Doctors at an East Jerusalem hospital offering vital support to Palestinian patients have told how $25 million in aid from the UAE will save thousands of lives.
President Sheikh Mohamed made the financial pledge to Al Makassed Hospital in July, with a formal agreement signed last month, in what is being viewed as a crucial lifeline for health services.
The assistance is in line with the UAE's efforts to help Palestinian healthcare institutions, in partnership with the World Health Organisation and the Office of the UN Special Co-ordinator for the Middle East Peace Process.
The non-profit 270-bed hospital, which was established in 1968, was pushed to the brink of closure after local government funding was cut during the Covid-19 pandemic.
In April, the hospital closed its doors to all non-emergency patients as staff members went on a strike over the late payment of salaries and a lack of support.
The union ended the strike after an agreement was signed with the Ministry of Finance to pay a part of the hospital’s debts.
The agreement was to clear outstanding payments, including salaries, but did not meet the hospital's daily needs.
Boosting patient care
“The UAE’s aid will improve the quality of the obstetrics and gynaecology department and assist in the training of medical specialists for all of Palestine,” said Dr Adnan Farhoud, the hospital's general director.
“We were desperate as we were delaying surgeries due to the shortage in medicine and medical equipment, but the turning point for the hospital was the aid from UAE. It will save the lives of thousands of people.
“We had a meeting last week with the WHO about the mechanism of receiving the aid. The money will support the hospital for two years through medicine, medical tools and maintenance.”
The hospital is one of the main referral facilities for the Palestinian community of Jerusalem, the occupied West Bank, and the Gaza Strip. It provides specialist treatments such as cardiology, orthopaedics, paediatric medicine and neurology.
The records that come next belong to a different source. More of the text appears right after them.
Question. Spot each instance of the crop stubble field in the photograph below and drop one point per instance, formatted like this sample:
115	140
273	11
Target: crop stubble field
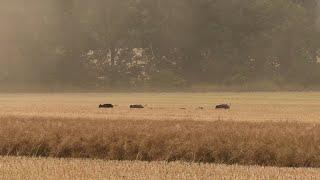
272	129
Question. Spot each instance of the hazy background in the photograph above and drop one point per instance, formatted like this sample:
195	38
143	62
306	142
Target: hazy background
159	44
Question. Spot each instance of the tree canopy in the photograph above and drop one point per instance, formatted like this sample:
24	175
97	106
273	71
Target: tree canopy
159	43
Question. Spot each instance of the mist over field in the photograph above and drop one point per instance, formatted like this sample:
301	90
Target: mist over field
159	44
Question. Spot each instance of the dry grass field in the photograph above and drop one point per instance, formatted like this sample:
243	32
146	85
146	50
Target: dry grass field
38	169
268	129
291	106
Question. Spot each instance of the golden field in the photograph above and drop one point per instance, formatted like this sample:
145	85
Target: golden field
267	129
290	106
38	169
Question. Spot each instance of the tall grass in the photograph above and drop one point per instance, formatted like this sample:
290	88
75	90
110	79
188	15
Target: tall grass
247	143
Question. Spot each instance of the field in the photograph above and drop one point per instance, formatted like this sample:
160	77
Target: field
38	169
267	129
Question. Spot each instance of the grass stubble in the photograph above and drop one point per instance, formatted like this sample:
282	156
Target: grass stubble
159	143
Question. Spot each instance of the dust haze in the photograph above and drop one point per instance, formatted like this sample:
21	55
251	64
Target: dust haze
159	45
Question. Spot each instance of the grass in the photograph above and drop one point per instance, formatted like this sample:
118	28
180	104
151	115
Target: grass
267	129
247	143
42	168
255	107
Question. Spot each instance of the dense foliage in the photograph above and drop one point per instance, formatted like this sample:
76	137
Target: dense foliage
159	43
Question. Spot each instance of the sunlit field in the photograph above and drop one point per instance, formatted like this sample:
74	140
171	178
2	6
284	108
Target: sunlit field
301	107
32	168
262	136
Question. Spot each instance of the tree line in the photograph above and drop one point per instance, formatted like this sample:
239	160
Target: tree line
159	43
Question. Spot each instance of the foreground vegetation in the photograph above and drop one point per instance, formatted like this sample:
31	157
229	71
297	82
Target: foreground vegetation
33	168
266	143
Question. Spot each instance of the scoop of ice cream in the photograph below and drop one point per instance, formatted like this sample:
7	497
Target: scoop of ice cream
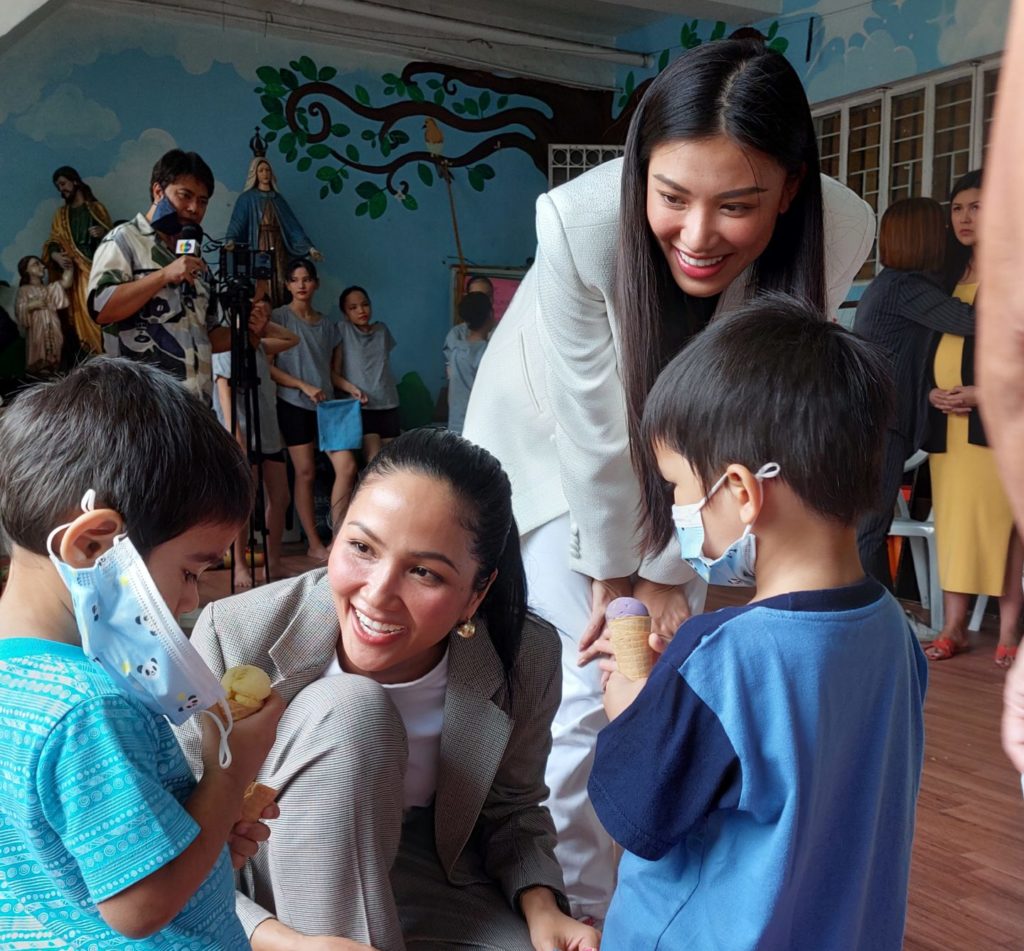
246	686
626	607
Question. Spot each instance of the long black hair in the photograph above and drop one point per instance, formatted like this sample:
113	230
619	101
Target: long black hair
957	255
478	482
740	89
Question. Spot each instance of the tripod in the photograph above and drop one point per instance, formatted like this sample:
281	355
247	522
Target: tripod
237	302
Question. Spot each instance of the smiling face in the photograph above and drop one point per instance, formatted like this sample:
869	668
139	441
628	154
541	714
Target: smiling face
176	564
357	309
712	207
965	211
402	576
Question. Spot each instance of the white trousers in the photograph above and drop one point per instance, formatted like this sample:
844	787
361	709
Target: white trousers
588	855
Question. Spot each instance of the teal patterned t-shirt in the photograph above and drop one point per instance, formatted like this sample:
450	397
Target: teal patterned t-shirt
92	787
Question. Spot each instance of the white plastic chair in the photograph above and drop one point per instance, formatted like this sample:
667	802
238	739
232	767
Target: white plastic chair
921	534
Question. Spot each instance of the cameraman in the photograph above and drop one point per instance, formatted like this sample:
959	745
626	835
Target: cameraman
153	305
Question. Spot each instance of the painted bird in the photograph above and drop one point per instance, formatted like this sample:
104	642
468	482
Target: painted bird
433	136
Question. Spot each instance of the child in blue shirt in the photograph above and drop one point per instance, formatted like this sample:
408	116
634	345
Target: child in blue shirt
763	778
117	489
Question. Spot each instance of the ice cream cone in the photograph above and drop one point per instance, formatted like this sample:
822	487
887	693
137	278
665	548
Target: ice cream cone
633	652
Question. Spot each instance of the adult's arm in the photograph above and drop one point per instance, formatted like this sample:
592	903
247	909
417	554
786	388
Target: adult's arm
517	835
926	303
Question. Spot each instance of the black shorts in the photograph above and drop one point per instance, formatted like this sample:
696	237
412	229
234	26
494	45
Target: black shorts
297	426
383	423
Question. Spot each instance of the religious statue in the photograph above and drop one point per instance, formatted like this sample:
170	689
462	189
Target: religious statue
76	231
36	310
263	220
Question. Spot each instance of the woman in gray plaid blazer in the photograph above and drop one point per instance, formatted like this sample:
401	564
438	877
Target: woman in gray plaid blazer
410	763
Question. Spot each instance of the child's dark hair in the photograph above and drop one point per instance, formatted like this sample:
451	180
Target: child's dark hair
175	164
475	310
151	450
773	383
481	486
344	294
292	266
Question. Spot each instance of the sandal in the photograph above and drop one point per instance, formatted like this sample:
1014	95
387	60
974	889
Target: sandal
1006	655
944	648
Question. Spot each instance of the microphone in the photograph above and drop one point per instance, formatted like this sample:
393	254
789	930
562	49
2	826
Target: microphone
189	242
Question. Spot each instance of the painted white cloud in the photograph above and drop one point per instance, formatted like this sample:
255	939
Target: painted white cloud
977	28
123	189
858	68
69	119
76	36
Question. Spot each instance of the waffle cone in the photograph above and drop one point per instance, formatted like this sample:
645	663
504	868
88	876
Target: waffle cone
240	710
257	798
633	653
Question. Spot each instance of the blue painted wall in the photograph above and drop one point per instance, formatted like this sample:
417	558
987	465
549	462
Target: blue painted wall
857	46
109	95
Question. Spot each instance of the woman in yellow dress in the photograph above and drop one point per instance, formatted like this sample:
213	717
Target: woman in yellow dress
979	552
It had 60 beds and was led by only 12 doctors when it welcomed its first patients 54 years ago.
It now boasts 967 members of staff, including 450 nurses and 80 specialists. Each year it conducts 250 surgeries for children, with about 140 procedures carried out by the gynaecology department.
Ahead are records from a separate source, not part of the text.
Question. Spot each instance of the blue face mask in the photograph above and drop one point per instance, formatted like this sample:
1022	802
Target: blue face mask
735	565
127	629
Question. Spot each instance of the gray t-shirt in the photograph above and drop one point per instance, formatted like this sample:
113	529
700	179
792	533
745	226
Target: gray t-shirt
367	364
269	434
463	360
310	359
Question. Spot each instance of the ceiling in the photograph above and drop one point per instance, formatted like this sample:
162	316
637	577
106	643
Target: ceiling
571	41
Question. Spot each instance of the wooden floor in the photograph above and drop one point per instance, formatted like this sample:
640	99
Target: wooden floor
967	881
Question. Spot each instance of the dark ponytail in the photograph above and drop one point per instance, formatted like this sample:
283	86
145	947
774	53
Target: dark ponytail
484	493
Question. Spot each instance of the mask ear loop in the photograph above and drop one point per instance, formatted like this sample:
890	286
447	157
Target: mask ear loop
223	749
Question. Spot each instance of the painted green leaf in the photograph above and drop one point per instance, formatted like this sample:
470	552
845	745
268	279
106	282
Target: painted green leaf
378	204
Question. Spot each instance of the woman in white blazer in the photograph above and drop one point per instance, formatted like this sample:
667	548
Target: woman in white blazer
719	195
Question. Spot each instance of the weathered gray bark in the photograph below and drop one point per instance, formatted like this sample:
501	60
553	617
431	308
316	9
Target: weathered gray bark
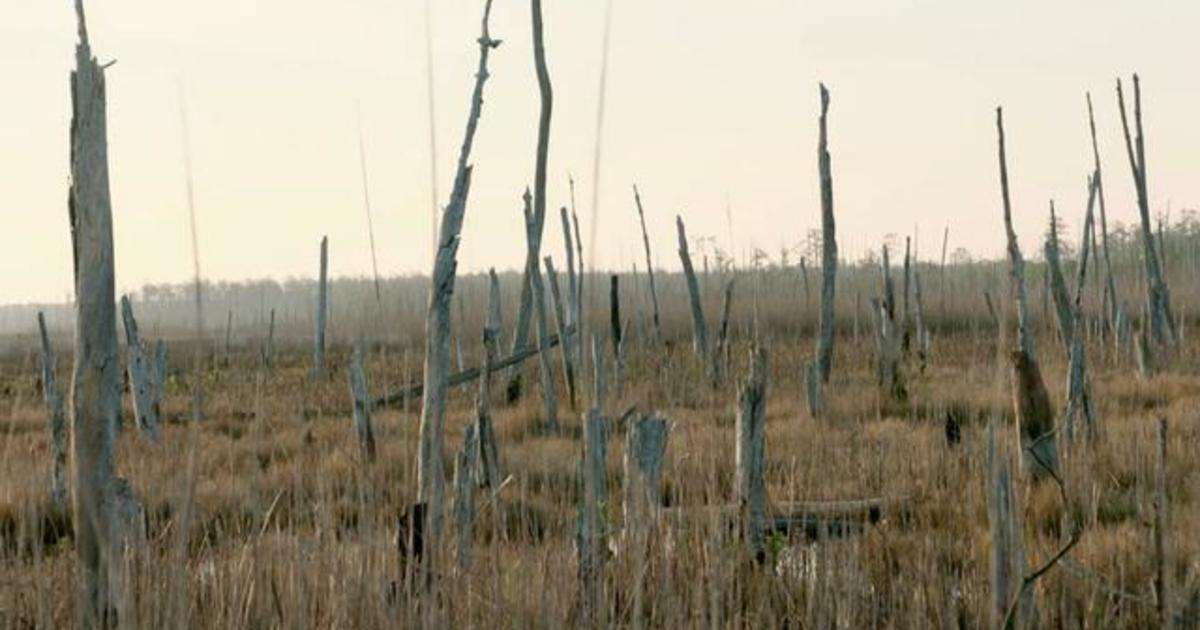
138	366
1007	547
1110	288
700	331
549	396
489	462
533	233
57	417
1057	285
361	395
1015	263
96	381
828	247
749	484
649	267
562	324
1158	298
591	533
431	483
318	351
465	499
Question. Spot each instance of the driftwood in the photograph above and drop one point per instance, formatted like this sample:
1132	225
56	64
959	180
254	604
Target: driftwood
828	247
749	481
142	385
55	415
318	348
96	382
431	481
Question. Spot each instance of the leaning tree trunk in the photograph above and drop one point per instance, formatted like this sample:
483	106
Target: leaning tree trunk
649	267
828	247
57	417
431	480
1158	298
96	379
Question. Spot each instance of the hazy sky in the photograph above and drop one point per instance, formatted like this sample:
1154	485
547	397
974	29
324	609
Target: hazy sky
708	101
Al Makassed is one of six hospitals in the East Jerusalem Hospitals network and also serves as a teaching hospital and research facility for Al Quds University Faculty of Medicine.
“It is the biggest hospital in Palestine .... [it] stretches for 6,000 square meters," Dr Farhoud said.
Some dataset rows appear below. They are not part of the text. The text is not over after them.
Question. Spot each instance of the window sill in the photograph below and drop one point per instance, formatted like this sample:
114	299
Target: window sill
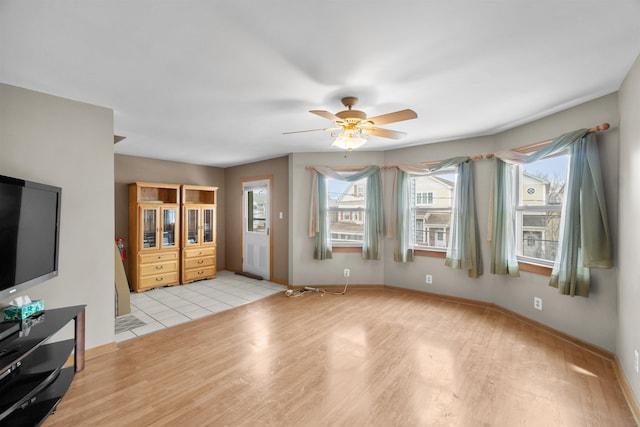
535	268
427	253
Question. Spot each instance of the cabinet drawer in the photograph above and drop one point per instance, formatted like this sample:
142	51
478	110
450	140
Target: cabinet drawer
194	253
158	268
199	262
158	257
199	273
165	279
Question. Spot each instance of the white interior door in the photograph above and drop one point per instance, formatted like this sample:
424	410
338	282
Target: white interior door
256	229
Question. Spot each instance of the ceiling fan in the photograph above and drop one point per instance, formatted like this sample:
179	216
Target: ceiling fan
352	127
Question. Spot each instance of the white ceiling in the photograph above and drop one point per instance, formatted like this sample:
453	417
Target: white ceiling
218	82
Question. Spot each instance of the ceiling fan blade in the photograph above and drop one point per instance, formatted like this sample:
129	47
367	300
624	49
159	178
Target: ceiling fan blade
310	130
385	133
326	115
398	116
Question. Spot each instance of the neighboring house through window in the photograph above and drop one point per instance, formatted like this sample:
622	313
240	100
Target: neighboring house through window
431	203
540	187
346	211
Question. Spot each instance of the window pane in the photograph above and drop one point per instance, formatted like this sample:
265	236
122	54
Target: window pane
431	228
541	189
543	182
540	231
346	211
431	203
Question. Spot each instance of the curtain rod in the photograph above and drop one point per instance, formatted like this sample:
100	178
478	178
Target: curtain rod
540	144
359	168
432	163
"More than 600 doctors have graduated from the teaching hospital since 1989. Those doctors play a key role in Palestine's healthcare sector."
He said 70 per cent of patients are from the West Bank and Gaza Strip.
Optimism after toughest challenges in decades
Dr Hussam Abu Saa, 58, head of the orthopaedic department, said the hospital's recent struggles were the worst he had endured during his 30 years as a staff member.
“I was forced to delay critical surgeries for many patients due to the financial crisis and because we don’t have proper medical equipment. I think it was the hardest time since joining the hospital,” he said.
The UAE's aid will allow him to provide essential medical equipment to enable crucial surgeries to go ahead.
“We thank the UAE for the generous donation. I’m happy that I will be able to do surgeries for my patients who have been waiting for a long time.”
He said many people who receive injuries in clashes in Al Aqsa and other areas are treated for free in the hospital.
According to the UN's Relief and Works Agency for Palestine Refugees in the Near East, the UAE is one of its largest donors and provided more than $187m from 2015 to 2020 to carry out humanitarian work in various sectors in Palestine.
In October, the Emirates sent 60,000 Covid-19 vaccines and more than 36 tonnes of urgent medical aid for thousands of Palestinian families in the Gaza Strip.
During the first wave of the pandemic, the UAE sent the first shipment of medical aid and supplies in May 2020, followed by 22 tonnes of aid to help doctors fight the pandemic.
In December 2020, a third plane was sent with 14.4 tonnes of medical supplies and testing kits to Gaza, helping more than 14,000 healthcare professionals.